The apex court also asked the Delhi government, which had moved the High Court seeking judgment on the scope of its powers under Article 239 AA of the Constitution, to approach it only after the Delhi High Court decides all the issues including the preliminary issue as to whether it has the jurisdiction over the dispute.

A bench of Justices Dipak Misra and U U Lalit said when the High Court has heard the matter and reserved the judgment on all the issues including the preliminary issue of jurisdiction, it will be open to the Delhi government to approach it after the High Court verdict on the entire issue.

Disposing of the AAP government appeal, the bench said the High Court was a 'constitutional court' and had the power to decide and interpret constitutional matters like this.'

Senior advocate Indira Jaising, appearing for Delhi government, referred to constitutional provisions dealing with the powers of Delhi as a union territory.

"Delhi has an elected and responsible government and judgment of this court applies in this case that the Lt Governor has to run the administration on the aid and advice of the Chief Minister and Council of ministers," Jaising said, adding that this dispute was exclusively triable by the apex court.

"Tell me why you (Delhi government) knocked the door of the Delhi High Court first. You knocked the doors of the Delhi High Court under Article 226. Now High Court has reserved the judgment and every court has the power to determine its jurisdiction. Whether it is adjudicable under Article 226 or under Article 131, the High Court can very well decide the jurisdiction," the bench said.

Jaising in her brief arguments said the High Court has no power to decide the dispute of this nature between the Centre and the state and hence it be asked to decide the jurisdictional aspect as the preliminary issue.

The Supreme Court then asked the senior lawyer as to why the Delhi government did not withdraw its plea from the High Court.

However, SC agreed with the submission of the Delhi government that the dispute of the Constitutional nature between two federal entities should be decided expeditiously.

"You have come with the Special Leave Petition (SLP) in the matter when the High Court has already reserved the judgment," the bench said, adding that High Court is entitled to its views on Constitutional matters as they are 'independent'.

"Had it been a (civil) suit or a writ petition, we will have issued notice instantly. What order can we pass today in this case. Why should we tell the High Court that decide this issue or don't decide it on merits", the bench said.

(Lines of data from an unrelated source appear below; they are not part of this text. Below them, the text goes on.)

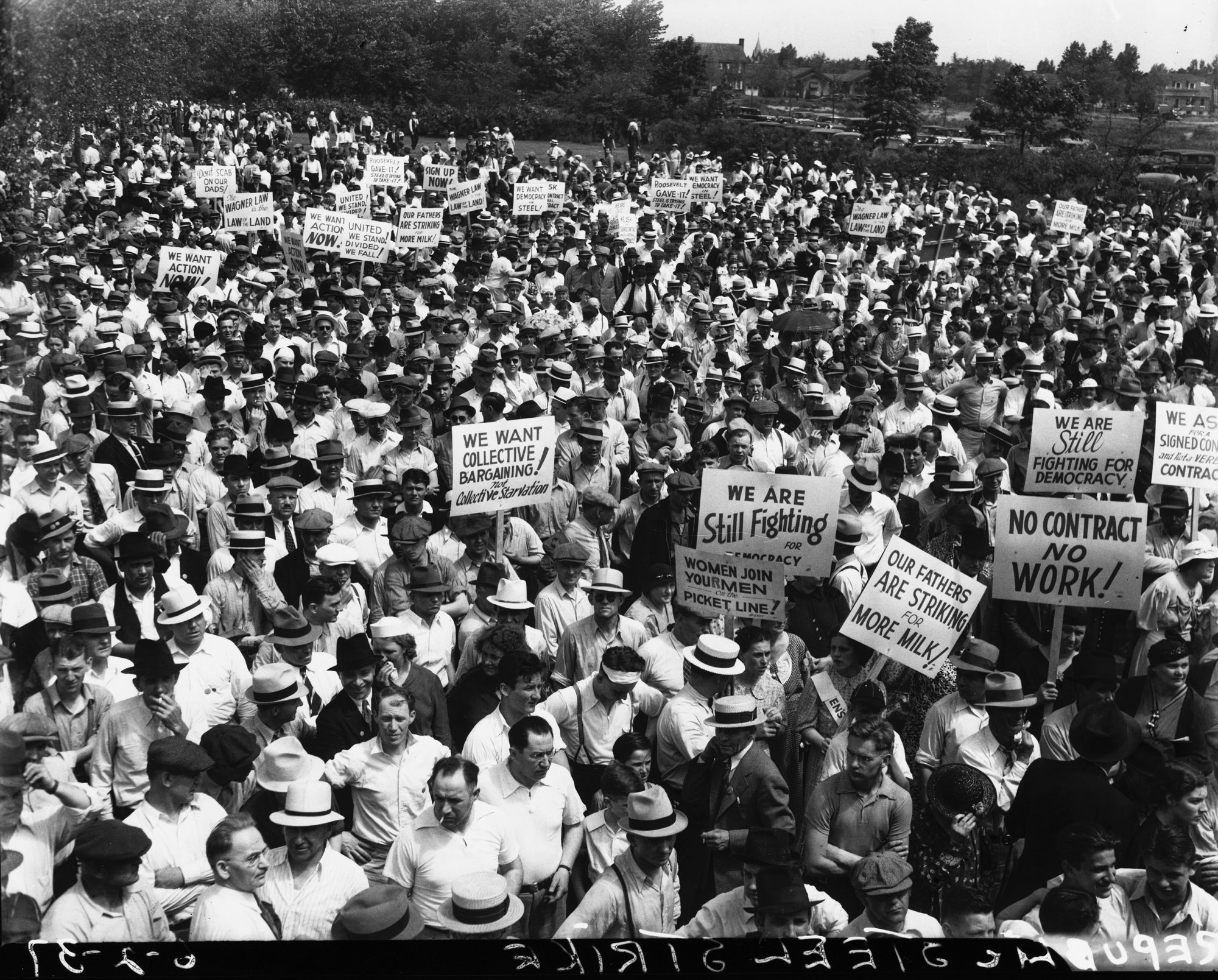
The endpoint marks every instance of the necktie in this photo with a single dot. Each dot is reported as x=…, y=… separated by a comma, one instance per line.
x=315, y=701
x=270, y=917
x=97, y=512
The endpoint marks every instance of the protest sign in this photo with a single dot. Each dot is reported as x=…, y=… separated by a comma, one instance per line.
x=1077, y=450
x=439, y=176
x=1186, y=446
x=502, y=465
x=366, y=241
x=727, y=585
x=1070, y=552
x=420, y=227
x=869, y=221
x=295, y=254
x=388, y=171
x=772, y=518
x=357, y=203
x=914, y=608
x=671, y=196
x=194, y=266
x=249, y=213
x=708, y=188
x=325, y=230
x=467, y=196
x=530, y=199
x=1070, y=217
x=215, y=181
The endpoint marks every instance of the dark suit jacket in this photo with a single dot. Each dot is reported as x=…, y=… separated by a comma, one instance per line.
x=111, y=451
x=757, y=796
x=1052, y=795
x=340, y=725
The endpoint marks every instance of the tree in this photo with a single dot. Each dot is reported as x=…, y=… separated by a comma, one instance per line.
x=902, y=75
x=679, y=71
x=1032, y=108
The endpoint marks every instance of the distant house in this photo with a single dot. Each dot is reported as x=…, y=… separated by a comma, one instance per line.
x=725, y=64
x=813, y=83
x=1189, y=94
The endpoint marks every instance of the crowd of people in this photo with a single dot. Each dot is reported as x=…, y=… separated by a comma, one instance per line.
x=261, y=684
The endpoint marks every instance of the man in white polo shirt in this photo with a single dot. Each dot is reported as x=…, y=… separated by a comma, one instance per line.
x=457, y=835
x=546, y=816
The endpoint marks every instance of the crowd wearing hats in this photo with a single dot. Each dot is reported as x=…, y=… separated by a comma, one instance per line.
x=234, y=596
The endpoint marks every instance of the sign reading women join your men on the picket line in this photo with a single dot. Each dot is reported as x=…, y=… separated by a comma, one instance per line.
x=502, y=465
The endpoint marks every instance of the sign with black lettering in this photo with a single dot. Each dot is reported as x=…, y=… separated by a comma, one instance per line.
x=1070, y=552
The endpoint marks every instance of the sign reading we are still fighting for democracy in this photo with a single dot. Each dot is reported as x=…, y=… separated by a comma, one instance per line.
x=730, y=585
x=1070, y=552
x=1083, y=451
x=1186, y=446
x=914, y=608
x=772, y=518
x=502, y=465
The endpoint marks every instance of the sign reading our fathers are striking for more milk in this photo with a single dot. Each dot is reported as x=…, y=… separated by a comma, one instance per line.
x=1081, y=451
x=1070, y=552
x=728, y=585
x=502, y=465
x=914, y=608
x=774, y=518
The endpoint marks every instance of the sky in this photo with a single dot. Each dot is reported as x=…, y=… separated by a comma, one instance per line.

Attorney General Mukul Rohatgi, appearing for the Centre, referred to an earlier order of the apex court asking the Delhi High Court to finalise the matter by the end of July this year.

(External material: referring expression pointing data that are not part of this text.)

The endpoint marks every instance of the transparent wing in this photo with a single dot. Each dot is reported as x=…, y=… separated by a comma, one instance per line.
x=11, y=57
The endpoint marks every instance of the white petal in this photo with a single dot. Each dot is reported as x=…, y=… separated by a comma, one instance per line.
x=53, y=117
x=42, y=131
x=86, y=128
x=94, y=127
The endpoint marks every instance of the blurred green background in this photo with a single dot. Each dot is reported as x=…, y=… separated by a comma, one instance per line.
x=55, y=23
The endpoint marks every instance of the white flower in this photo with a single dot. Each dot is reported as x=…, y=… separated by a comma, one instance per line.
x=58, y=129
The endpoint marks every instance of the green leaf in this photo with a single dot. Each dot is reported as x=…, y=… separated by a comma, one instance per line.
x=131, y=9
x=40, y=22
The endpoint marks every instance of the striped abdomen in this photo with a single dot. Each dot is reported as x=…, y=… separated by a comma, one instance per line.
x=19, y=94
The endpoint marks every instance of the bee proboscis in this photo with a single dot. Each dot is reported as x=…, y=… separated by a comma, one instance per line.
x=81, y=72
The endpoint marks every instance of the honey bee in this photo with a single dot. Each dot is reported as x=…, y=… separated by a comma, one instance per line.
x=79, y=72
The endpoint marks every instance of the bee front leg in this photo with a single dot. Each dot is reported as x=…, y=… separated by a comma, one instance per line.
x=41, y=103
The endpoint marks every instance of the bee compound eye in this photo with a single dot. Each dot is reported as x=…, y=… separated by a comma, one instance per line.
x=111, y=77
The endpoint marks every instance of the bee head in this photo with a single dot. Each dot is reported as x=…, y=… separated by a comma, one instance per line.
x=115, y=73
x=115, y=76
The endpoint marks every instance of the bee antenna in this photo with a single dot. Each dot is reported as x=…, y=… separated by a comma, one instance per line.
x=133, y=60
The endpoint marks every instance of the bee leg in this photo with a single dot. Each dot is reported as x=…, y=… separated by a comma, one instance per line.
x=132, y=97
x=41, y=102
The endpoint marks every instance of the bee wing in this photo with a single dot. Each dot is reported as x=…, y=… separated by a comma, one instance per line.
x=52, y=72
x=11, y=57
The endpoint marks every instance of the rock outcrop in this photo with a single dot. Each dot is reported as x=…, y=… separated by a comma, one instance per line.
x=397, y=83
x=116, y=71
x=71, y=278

"High Court had reserved the verdict pursuant to Supreme Court's order. This is a misconceived SLP," Rohatgi said.

The bench also said "constitutional issues cannot be compromised. Once the matter is pending in the High Court, then it shall decide the issue rightly or wrongly."

Delhi government's plea was listed for today's bench as two judges of the apex court - J S Khehar and L Nageshwar Rao had earlier recused from hearing it.

In its plea, Delhi government, has sought a declaration of its power and to restrain the High Court from delivering the verdict on host of issues including the scope of its powers.